I went to NY where I grew up in September and my sister, best friend and mom were shocked at my condition as they hadn't seen me in a year. My sister made an appointment with a spinal surgeon/specialist from NY Special Surgery. After examining me he was 99% sure I had severe arthritis in my left hip so he sent me for a new X-ray (the MRI from Kaiser from the fall of 2012 he said was ridiculously bad). I went back to Dr. G in NY and it was easy to see that my hip "was long overdue" for a hip replacement. Ugliest sight I ever saw in my body -- bone on bone, no cartelage left and bone spurs all around.
Had an "Anterior" hip replacement done on Dec. 2nd, 2013 and the X-rays came back yesterday after a visit there and they are "perfect!" I can walk without pain!

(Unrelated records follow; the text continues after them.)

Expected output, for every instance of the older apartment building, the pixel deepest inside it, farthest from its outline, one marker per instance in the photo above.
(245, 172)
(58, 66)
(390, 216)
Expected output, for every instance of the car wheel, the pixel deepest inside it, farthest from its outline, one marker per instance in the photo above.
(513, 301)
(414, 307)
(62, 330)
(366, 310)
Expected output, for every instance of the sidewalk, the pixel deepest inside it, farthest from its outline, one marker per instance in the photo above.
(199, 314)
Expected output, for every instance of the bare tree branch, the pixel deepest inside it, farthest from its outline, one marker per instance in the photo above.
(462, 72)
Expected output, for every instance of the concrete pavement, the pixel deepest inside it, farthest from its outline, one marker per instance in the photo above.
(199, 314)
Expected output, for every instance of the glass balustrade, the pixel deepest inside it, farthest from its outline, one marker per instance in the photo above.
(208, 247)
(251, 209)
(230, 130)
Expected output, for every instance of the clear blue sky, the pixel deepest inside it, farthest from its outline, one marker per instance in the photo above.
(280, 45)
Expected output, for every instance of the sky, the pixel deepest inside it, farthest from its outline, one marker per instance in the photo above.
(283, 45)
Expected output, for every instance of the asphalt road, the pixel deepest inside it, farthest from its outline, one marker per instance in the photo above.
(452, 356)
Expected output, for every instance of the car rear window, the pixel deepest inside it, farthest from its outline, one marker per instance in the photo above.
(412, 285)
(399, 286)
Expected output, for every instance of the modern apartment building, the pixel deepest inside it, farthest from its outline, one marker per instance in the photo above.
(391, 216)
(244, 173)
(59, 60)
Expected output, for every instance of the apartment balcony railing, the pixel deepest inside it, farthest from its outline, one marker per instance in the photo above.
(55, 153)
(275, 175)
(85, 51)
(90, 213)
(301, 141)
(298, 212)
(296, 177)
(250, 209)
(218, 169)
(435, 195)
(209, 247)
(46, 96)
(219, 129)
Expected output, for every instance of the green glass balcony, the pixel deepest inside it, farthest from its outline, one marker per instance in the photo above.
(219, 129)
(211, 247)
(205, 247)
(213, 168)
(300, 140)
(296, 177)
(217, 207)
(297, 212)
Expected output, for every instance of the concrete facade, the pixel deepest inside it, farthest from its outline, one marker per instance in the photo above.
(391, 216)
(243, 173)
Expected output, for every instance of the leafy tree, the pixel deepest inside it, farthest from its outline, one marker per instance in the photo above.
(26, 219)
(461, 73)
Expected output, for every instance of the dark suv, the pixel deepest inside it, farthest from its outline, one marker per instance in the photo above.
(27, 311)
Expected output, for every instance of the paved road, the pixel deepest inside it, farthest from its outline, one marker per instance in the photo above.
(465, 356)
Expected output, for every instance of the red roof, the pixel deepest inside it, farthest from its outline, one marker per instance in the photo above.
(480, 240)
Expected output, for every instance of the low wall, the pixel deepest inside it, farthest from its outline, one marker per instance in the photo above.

I still need aids (cane or walker depending on how far I have to go) when out as I am still not strong enough to go for long periods of time without. Inside the house I have permission to walk around all I can without aids!
Moral of the story: Be your own advocate. Listen to your friends and get a second opinion. It's hard to think when you are sick and/or in chronic pain so reach out to loved ones and friends for help when needed!!!